Hasan pun memperkenalkan istrinya yang saya lupa namanya, dan Muhammad anaknya yang masih berusia dua tahun. Nama anak itu semakin memperkuat hipotesa saya bahwa kebanyakan laki-laki di Mesir bernama Muhammad.

Saat melihat ke arah cakrawala, saya terkesiap karena ingat belum shalat Ashar dan Dhuhur. Di jalan tadi saya berencana untuk menjama’ qasharnya di tempat ini.

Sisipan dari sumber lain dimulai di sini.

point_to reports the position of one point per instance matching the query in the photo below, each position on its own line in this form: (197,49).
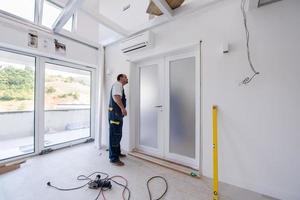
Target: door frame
(172,156)
(134,103)
(160,144)
(41,105)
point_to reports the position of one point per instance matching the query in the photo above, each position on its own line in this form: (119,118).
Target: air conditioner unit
(137,42)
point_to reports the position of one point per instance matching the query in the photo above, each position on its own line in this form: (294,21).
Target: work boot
(122,155)
(117,163)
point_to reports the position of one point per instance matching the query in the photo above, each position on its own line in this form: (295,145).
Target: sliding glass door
(67,104)
(17,104)
(43,104)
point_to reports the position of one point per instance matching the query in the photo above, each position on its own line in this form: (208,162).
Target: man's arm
(118,100)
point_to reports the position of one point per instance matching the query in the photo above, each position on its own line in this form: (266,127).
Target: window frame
(38,16)
(41,10)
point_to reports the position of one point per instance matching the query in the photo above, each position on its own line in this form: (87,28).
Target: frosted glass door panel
(182,107)
(149,98)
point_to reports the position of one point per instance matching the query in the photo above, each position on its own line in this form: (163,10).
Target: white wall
(258,124)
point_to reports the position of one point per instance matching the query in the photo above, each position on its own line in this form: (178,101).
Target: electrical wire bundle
(247,79)
(105,184)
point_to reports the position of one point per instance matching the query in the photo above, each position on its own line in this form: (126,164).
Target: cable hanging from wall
(247,79)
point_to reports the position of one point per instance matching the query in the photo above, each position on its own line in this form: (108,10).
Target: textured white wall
(258,124)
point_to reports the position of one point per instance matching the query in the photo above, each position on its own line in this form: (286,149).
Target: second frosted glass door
(150,106)
(182,107)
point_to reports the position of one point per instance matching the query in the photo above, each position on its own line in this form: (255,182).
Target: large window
(67,104)
(17,91)
(24,8)
(51,13)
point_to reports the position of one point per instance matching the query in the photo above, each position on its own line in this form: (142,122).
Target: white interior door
(150,138)
(169,108)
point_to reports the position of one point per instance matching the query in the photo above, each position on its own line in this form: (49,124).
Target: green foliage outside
(16,84)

“Bolehkah saya ikut shalat di rumah anda?” tanya saya kepada Daktur.

“O ya, silakan-silakan. Maaf rumah saya berantakan!” Ujarnya.

Hasan menunjukkan tempat wudlu di dalam rumahnya. Benar-benar rumah yang unik dan sangat khas. Tidak begitu besar namun melambangkan suasana kekeluargaan yang hangat. Saat berjalan ke dalam, Muhammad kecil yang nampaknya belum lama bisa berjalan itu berlari-lari kecil mengikuti saya. Rambut pendeknya sedikit pirang dan ikal. Bulu matanya lentik menghiasai matanya yang bulat, hidungnya mancung. Di depan pintu kamar mandi saya membungkukkan badan dan mencubit lesung pipitnya. Lucu dan menggemaskan.

“Nampaknya perahu anda banyak sekali.” Ucap saya kepada Daktur. Saya duduk kembali di sampingnya di teras rumah setelah selesai shalat.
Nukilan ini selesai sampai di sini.